Instant Messaging Etiquette: Five Simple Rules
The popularity of instant messaging has grown exponentially in the past decade, but the communication platform's immediacy presents users with endless opportunities to come off the wrong way. These tips will help you stay in the good graces of your IM buddies.
Respect limits in IM. Not everyone can interrupt their day for a 30-minute impromptu chat session with you. Try to be mindful of the time you are spending on an instant messaging session--especially during office hours, when excessive IM dalliance can land a person in trouble at work.
Avoid crosstalk. It's common for IM sessions with a single contact to split into two or more simultaneous conversations, since thoughts arrive faster than fingers can type them. Things get tricky when one side writes "I hate that" and it isn't clear what they're referring to--potentially offending the other participant. If a session starts getting unduly complicated, table one discussion and return to it later.
Be cautious when IMing strangers. Even if an IM account is made public, IM to it more cautiously than you would send an e-mail to an e-mail address. Like a phone call out of the blue, IM operates in real time and puts the recipient on the spot. If you do IM a stranger, introduce yourself and explain the point of your contact in your first message. Don't be offended if the recipient ignores you.

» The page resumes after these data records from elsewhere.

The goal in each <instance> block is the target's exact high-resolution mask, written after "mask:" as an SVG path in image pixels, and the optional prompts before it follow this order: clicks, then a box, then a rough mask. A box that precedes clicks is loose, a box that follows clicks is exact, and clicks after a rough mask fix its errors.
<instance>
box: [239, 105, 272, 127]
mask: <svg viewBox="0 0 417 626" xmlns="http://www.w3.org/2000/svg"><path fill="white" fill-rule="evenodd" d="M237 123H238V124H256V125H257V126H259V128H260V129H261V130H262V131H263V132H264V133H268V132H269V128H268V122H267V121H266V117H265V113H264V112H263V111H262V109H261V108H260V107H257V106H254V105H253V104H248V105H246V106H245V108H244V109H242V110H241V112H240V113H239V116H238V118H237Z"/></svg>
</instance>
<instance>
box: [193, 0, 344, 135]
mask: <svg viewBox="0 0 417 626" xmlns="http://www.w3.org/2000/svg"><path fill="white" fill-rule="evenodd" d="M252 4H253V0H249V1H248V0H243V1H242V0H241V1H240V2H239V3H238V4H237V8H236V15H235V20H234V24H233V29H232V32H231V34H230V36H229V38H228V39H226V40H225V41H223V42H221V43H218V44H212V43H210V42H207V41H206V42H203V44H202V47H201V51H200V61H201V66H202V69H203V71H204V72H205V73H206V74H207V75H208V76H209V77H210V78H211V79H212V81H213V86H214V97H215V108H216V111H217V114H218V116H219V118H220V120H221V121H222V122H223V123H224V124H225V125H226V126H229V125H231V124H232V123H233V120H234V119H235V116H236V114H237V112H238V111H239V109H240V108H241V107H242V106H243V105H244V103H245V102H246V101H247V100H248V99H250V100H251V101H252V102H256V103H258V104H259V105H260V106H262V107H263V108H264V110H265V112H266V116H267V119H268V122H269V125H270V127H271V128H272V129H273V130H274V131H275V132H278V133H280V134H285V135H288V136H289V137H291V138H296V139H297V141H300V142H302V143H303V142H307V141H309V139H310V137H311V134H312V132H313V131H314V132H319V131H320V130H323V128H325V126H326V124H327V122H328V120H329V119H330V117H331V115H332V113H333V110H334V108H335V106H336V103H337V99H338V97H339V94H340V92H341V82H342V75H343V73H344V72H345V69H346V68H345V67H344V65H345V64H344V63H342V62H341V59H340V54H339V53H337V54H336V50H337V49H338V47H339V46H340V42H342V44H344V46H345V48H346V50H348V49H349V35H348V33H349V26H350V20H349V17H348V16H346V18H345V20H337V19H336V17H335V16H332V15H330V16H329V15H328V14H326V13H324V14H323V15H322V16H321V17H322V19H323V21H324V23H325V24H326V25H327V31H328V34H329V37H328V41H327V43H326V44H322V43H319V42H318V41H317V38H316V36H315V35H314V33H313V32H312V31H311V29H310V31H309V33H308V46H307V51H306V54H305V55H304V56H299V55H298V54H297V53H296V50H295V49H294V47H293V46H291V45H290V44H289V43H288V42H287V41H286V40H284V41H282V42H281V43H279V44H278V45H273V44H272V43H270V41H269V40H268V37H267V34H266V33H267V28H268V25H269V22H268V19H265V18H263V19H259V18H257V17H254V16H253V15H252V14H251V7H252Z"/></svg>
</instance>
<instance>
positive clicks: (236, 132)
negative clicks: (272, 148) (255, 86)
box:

If that happens, try sending an e-mail message instead.
Respect IM status updates. If someone takes the trouble to set their IM client to "away" or "BRB," respect that status notification and send your message later, unless the situation is so urgent that you need the recipient to see the message the minute they return. Instant message windows sent and left open on the recipient's screen while the person is away can cause them embarrassment, too.
Multiple IM sessions are okay. It can be awkward to carry on multiple IM sessions with different people at the same time, but if you manage to keep the conversations straight--and you're competent enough to type in the right window--it's no more rude than playing several chess games simultaneously.